# The Raven is here - John Lovell



## Craigh (Jul 29, 2016)

Hey guys, I came across this new steel target called The Raven. I will certainly buy at least one, so I thought I'd share. For one, it's a completely portable AR550 steel target. The stand and target weigh only 48 lbs and has built in carrying handles. It being AR550, I can shoot my rifle ammunition at it without pitting it. 5.56 NATO, 308, 30-06, whatever small arms you want. Pistol too, of course. I think if you price quality steel targets, you'll find this 3 piece set a good value at $225 for what you get. AR500 is not cheap and AR550 is even more and fairly rare but worth it if you want to shoot rifle ammo at it, especially FMJ. The below is John Lovell's short video and he sells it on his Warrior Poet Website.






I'm a sucker for good steel targets. I get to hear the clang as my bullet hits. I find it to be a positive reinforcement. He also sells a paper attachment for the stand and a rubber dummy attachment as well as the rubber dummies, but I'll just stick to the steel in this case. I have real estate signs for paper holders and don't care much for rubber dummies. I might buy a rubber dummy if they made one that looked like Adam Schiff or Hillary. Fitting. A dummy shaped like a dummy. LOL


----------



## Steve M1911A1 (Feb 6, 2008)

I don't care what the man says, it's too short for practical practice.
You will develop "muscle memory" which will bring your pistol out pointed too low for effective defense. You will have to correct your presentation, which takes milliseconds of time that you don't have, and you will have to correct your mental processes as well.

Me? I'd use the stand to support two sticks and a cardboard silhouette at useful height, just like the other setup he's showing us.
Maybe there's a way to hang the steel silhouette from the sticks. It'd be worth a try.


----------



## Craigh (Jul 29, 2016)

Steve, I think it's just fine. At 50 to 75 feet, which is where I generally shoot steel, it's only a couple of degrees. At the ranch range, I generally shoot paper, milk jugs and soda cans at closer ranges. I have two AR500 steel disks now, but want to increase this. The problem is portability which this solves well. I don't like leaving my targets two hours away. I have some property 1/2 hour away, but too many kids have parties out there and my targets would most likely be stolen.

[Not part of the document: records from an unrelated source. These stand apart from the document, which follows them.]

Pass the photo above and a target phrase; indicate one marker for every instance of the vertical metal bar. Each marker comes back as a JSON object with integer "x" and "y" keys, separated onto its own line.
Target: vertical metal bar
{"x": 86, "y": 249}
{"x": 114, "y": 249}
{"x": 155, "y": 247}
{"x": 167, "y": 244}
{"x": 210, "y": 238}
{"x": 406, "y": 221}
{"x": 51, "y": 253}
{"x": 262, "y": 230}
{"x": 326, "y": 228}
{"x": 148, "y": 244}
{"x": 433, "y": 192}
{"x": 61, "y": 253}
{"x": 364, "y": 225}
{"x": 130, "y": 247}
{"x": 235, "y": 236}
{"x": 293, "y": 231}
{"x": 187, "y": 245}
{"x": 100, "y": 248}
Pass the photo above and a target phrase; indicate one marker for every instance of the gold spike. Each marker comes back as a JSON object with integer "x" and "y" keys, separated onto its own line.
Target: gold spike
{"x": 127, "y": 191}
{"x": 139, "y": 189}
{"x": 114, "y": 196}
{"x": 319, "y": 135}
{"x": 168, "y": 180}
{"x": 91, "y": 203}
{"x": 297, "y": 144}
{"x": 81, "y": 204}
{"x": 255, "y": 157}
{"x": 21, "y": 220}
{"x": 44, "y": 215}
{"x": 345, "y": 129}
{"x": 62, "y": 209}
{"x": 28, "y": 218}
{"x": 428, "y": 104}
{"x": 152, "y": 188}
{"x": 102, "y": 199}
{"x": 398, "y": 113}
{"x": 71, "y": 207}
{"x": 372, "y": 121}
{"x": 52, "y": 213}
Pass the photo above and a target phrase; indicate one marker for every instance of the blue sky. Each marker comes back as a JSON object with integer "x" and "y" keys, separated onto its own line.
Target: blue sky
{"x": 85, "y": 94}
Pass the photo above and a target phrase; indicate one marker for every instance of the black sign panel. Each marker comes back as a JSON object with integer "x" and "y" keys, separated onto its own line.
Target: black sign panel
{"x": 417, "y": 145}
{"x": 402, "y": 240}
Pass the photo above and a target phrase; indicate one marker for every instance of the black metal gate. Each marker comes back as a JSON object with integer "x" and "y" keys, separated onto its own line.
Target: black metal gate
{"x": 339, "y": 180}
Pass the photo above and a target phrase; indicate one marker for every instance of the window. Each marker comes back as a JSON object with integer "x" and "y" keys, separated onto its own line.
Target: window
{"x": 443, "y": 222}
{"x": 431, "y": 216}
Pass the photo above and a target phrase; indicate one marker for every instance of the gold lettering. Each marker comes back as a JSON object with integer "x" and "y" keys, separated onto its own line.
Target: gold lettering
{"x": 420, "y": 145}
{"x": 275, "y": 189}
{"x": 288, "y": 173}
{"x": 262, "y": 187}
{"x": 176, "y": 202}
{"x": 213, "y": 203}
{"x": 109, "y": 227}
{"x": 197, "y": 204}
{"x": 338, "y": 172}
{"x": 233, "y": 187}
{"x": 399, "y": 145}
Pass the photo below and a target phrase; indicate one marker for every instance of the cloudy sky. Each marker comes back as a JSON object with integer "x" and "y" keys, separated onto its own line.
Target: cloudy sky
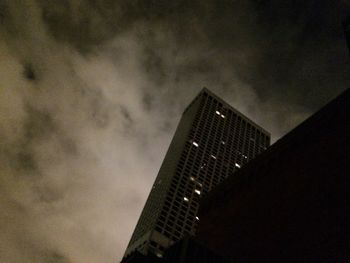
{"x": 91, "y": 93}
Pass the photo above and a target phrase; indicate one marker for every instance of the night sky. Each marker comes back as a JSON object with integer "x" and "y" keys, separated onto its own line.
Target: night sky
{"x": 91, "y": 93}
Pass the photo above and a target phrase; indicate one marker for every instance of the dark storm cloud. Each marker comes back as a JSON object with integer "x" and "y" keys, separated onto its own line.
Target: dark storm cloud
{"x": 91, "y": 92}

On a side note, my best pal and I were out there a number of years ago, just scouting around. We'd heard someone had cut the chain to the little grass road leading into the 23 acres. It had been cut and in a clearing in the middle of an oak stand was the remnants of a fire and so many Zima bottles, they filled my entire pickup bed and then some. My question is, who drinks that gosh awful stuff? I tried it years ago and it's a sweet, alcoholic, bubbly mess. My pal insisted I was inundated by gay outdoor party people. I heard they started making Zima again. I think it was designed for youngish girls who hate beer yet want alcohol in a sweet carbonated drink. I know some like wine coolers, but you have to taste Zima to know how horrible it is. Remember Boone's Farm? It's worse by far than that.


----------



## Steve M1911A1 (Feb 6, 2008)

I believe that _Zima_, in the Finno-Ugric language, means "y-u-c-c-c-h!"
...Or maybe it's "Barf!"


----------